• Transmission du VHC
La transmission du VHC se fait par le sang. Il est ainsi possible de distinguer plusieurs modes de contaminations dont les 2 principaux sont représentés par la transfusion et l’usage de drogues par voie veineuse.
La transfusion de produits dérivés du sang (culots globulaires, facteurs de coagulation, immunoglobulines…) a été la grande pourvoyeuse d’infection par le VHC jusqu’en 1990. Autrefois de 6 à 8%, le risque de contamination par le VHC a considérablement chuté et se situe actuellement aux alentours de 1 pour 1 million. Ceci a été rendu possible par la mise en place de différents mesures : 1) les procédures d’inactivation virale au cours de la préparation des fractions coagulantes en 1987, 2) l’élimination des unités de sang en cas d’élévation des transaminases à plus de 2 fois les valeurs normales et contenant des Ac anti HBc en 1988, 3) l’élimination des unités de sang en présence d’Ac anti VHC en mars 1990 pour les tests de 1ère génération et en mars 1991 pour les tests de 2ème génération, 4) l’éviction des dons du sang des patients présentant des transaminases au dessus des valeurs normales en 1992, 5) l’utilisation des tests de 3ème génération en 1992. Depuis juillet 2001, la mise en place un dépistage génomique (recherche du génome du VHC) systématique devrait encore réduire ce risque et le faire tendre vers zéro.
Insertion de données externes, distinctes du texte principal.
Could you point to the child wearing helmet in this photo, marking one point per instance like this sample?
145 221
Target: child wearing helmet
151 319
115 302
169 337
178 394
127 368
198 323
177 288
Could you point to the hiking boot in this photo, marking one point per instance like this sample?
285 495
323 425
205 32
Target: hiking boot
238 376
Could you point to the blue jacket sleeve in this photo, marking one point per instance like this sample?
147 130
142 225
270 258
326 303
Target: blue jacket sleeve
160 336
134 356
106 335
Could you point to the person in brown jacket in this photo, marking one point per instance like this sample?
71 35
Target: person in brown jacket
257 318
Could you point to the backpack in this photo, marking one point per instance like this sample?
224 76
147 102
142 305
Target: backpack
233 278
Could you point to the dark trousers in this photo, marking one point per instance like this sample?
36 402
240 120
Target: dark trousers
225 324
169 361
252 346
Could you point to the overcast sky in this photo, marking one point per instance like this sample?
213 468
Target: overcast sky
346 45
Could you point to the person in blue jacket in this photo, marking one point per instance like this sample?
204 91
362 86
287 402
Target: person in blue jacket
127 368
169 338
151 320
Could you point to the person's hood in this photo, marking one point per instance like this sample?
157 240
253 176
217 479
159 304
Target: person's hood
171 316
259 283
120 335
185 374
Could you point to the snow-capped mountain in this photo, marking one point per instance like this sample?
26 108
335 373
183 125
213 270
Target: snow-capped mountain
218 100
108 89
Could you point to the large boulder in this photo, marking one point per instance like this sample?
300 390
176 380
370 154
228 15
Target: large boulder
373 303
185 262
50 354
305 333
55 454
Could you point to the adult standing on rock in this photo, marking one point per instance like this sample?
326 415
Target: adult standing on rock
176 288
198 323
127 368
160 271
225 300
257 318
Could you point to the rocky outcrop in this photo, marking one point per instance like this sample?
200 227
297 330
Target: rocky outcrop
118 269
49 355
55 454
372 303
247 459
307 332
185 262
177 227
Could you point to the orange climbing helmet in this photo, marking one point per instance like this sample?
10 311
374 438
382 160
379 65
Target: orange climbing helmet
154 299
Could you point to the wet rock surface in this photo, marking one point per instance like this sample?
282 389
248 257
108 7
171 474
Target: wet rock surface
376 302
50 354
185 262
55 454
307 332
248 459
Actuellement, le nombre d’hépatite C post-transfusionnelle est évalué à 5 par an.

L’usage de drogues par voie veineuse constitue actuellement le principal mode de contamination. Il est généralement admis que cela représente 10 nouveaux cas par jour en France, soit environ 3600 nouveaux cas par an. La contamination se fait non seulement par le partage des seringues mais également par le partage du petit matériel nécessaire à la préparation des produits (cuiller, coton, citron…). En France, la prévalence du VHC chez les usagers de drogues est évaluée selon les régions entre 40 et 60 %. A côté de la voie veineuse, la voie nasale a également été incriminée mais reste vraisemblablement un mode de contamination marginal.

La contamination nosocomiale repose sur l’utilisation de matériel mal désinfecté t a pu expliquer un certain nombre de contamination avant les années 75-80, époque à laquelle le matériel n’était pas à usage unique et la stérilisation été effectuée par chauffage. L’application rigoureuse des règles universelles d’hygiène et de désinfection du matériel permettra la disparition de ce type de contamination.

La transmission materno-fœtale est bien établie. Le risque de transmission du VHC à l’enfant est évalué entre 3 et 5%. Il est beaucoup plus important en cas de co-infection par le virus du Sida puisque de l’ordre de 20 % ; il semble que ce risque soit également corrélé au niveau de la charge virale VHC et au génotype.
La transmission par voie sexuelle est possible, mais très faible (séro-prévalence anti VHC 3,9% chez les partenaires hétérosexuels de sujets infectés, mais jusqu’à 11,7 % chez les homosexuels). Les facteurs favorisants sont essentiellement l’existence de lésions génitales (traumatiques, infections sexuellement transmissibles), lors des rapports pendant les règles (si la femme est porteuse du VHC). Hormis dans les cas évoqués ci-dessus, les rapports sexuels protégés ne sont pas recommandés au sein d’un couple stable.